La mesure frappe ainsi une industrie vitale pour l’économie sud-coréenne. Afin d'exporter ces produits chimiques, il faut à présent l’autorisation de Tokyo, qui peut prendre trois mois.
Un coup dur pour la Corée du Sud
Pour Séoul, ces sanctions inattendues sont des mesures de rétorsion prises suite à la récente condamnation par la Cour suprême sud-coréennes d’entreprises japonaises, accusées de travail forcé pendant la Seconde Guerre mondiale.
Tokyo nie le fait qu’il s’agisse de représailles, mais sans convaincre grand-monde.
La Corée du Sud a annoncé qu’elle allait déposer une plainte auprès de l’Organisation mondiale du commerce (OMC).

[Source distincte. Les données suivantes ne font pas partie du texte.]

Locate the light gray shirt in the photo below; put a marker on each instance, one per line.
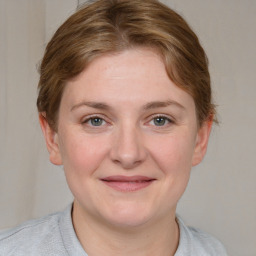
(54, 235)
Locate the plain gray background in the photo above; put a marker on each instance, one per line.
(221, 196)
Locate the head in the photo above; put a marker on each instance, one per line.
(115, 26)
(125, 107)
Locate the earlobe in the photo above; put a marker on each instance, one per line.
(51, 139)
(202, 139)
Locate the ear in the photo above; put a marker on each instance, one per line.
(51, 139)
(202, 141)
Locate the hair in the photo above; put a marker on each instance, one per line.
(111, 26)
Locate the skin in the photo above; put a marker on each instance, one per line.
(126, 93)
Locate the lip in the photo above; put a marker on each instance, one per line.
(128, 183)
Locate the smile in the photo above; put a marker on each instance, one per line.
(126, 183)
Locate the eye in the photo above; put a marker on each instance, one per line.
(160, 121)
(95, 121)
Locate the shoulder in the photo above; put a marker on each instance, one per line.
(34, 237)
(193, 241)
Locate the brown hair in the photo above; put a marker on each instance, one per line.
(106, 26)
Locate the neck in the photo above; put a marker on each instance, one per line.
(96, 238)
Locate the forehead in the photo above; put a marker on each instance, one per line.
(135, 75)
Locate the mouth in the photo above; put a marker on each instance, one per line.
(128, 183)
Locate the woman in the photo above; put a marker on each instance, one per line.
(125, 106)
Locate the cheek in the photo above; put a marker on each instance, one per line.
(82, 154)
(173, 154)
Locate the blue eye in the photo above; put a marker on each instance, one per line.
(95, 121)
(161, 121)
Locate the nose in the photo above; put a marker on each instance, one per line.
(128, 149)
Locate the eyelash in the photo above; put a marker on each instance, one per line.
(90, 118)
(152, 119)
(165, 118)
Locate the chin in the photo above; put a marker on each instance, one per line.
(129, 217)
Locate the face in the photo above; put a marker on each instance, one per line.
(127, 138)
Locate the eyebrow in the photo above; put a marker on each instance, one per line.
(97, 105)
(148, 106)
(162, 104)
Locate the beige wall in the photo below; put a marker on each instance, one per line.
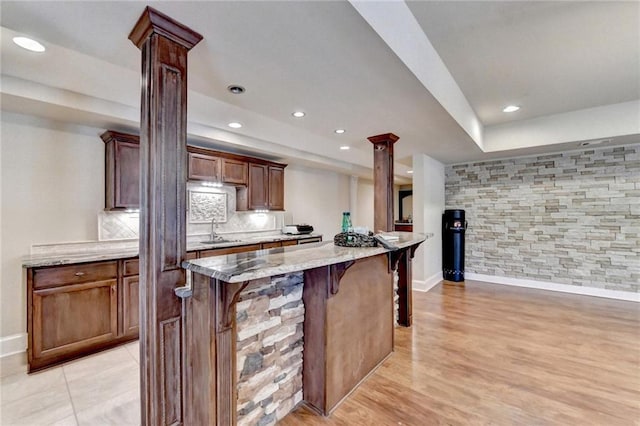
(52, 182)
(364, 215)
(317, 197)
(52, 188)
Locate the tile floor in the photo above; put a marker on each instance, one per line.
(101, 389)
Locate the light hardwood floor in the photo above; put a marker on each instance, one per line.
(490, 354)
(477, 354)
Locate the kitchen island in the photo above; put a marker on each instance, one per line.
(269, 329)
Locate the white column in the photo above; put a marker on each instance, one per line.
(428, 206)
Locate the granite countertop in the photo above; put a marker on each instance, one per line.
(265, 263)
(98, 253)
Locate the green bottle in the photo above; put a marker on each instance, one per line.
(346, 221)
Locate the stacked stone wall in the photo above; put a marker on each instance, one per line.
(270, 316)
(570, 218)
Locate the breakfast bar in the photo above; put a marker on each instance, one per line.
(266, 330)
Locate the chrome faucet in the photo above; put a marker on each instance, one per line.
(214, 226)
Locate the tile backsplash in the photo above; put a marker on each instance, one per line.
(204, 204)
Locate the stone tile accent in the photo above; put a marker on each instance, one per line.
(270, 316)
(569, 218)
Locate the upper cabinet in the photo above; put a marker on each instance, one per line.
(122, 171)
(214, 166)
(234, 172)
(258, 187)
(204, 167)
(276, 188)
(259, 183)
(265, 190)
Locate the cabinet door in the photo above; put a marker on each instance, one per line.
(122, 170)
(234, 172)
(258, 186)
(276, 188)
(204, 167)
(228, 250)
(130, 305)
(127, 176)
(73, 318)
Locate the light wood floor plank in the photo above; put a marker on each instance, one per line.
(486, 354)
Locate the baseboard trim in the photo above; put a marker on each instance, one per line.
(427, 284)
(13, 344)
(564, 288)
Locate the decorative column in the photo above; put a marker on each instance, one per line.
(164, 44)
(383, 218)
(383, 181)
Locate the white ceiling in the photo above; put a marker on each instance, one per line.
(435, 73)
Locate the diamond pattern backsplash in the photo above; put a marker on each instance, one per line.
(204, 204)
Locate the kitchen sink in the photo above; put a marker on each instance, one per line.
(219, 241)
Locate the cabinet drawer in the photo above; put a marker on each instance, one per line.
(74, 274)
(191, 255)
(131, 267)
(69, 319)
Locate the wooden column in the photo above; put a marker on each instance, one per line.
(383, 181)
(164, 44)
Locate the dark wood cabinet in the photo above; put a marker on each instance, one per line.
(71, 310)
(265, 188)
(75, 310)
(234, 172)
(122, 170)
(260, 183)
(129, 295)
(130, 305)
(258, 187)
(276, 188)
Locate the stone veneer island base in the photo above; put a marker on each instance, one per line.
(269, 329)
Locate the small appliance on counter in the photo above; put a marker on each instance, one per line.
(297, 229)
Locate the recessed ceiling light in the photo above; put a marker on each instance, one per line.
(587, 143)
(235, 89)
(29, 44)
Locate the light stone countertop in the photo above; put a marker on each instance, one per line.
(100, 252)
(265, 263)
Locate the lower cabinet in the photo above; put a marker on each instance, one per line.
(130, 306)
(72, 310)
(75, 310)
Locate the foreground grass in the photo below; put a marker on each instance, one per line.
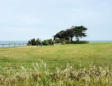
(40, 75)
(91, 65)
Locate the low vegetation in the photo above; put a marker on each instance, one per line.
(62, 65)
(40, 75)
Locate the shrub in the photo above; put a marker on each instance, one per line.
(38, 42)
(48, 42)
(80, 42)
(32, 42)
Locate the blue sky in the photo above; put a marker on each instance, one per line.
(26, 19)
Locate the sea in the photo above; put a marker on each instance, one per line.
(12, 43)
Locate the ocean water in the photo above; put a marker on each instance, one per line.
(12, 43)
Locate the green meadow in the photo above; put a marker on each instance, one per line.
(75, 54)
(80, 57)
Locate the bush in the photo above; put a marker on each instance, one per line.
(38, 42)
(32, 42)
(48, 42)
(80, 42)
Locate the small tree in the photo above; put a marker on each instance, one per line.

« Les pertes pour l’industrie coréenne des semi-conducteurs et des écrans seront inévitables », estiment des analystes dans la presse coréenne. L’impact pourrait être mondial, puisque les constructeurs coréens de puces électroniques, tels que Samsung et SK Hynix, représentent plus de 70% de la production de la planète.
Mais cet impact pourrait n’être que temporaire, la Corée du Sud a déjà annoncé qu’elle envisageait d’investir 760 millions d’euros pour produire elle-même ces composants chimiques, afin de ne plus être dépendante du Japon.
Ces représailles pourraient donc se retourner contre les entreprises japonaises, qui risquent de perdre leurs principaux clients. D’ailleurs, en 2010, quand le Japon avait été frappé par la Chine de sanctions limitant ses importations de terres rares, nécessaires pour son industrie électronique, ses entreprises avaient trouvé des moyens de remplacer leurs fournisseurs chinois.
Des relations tendues entre les deux pays
La Corée du Sud accuse toujours le Japon, son ancien occupant, de ne pas faire suffisamment acte de contrition pour les crimes commis pendant la colonisation, alors que le Japon du très nationaliste Premier ministre Shinzo Abe estime pour sa part s’être suffisamment excusé dans le passé.
En octobre, la Cour suprême sud-coréenne a condamné l’aciériste japonais Nippon Steel à indemniser quatre Sud-Coréens pour travail forcé pendant la guerre. Mais Tokyo considère que cette question des compensations a déjà été réglée par un traité bilatéral signé en 1965. Depuis, les relations s’enveniment.
Le problème est aggravé par le désintérêt des États-Unis pour la question. Dans le passé, Washington accourait à chaque différend pour rappeler ses deux alliés militaires au calme, au nom des intérêts stratégiques communs. Mais l’Amérique de Donald Trump ne joue plus ce rôle d’intermédiaire pacificateur.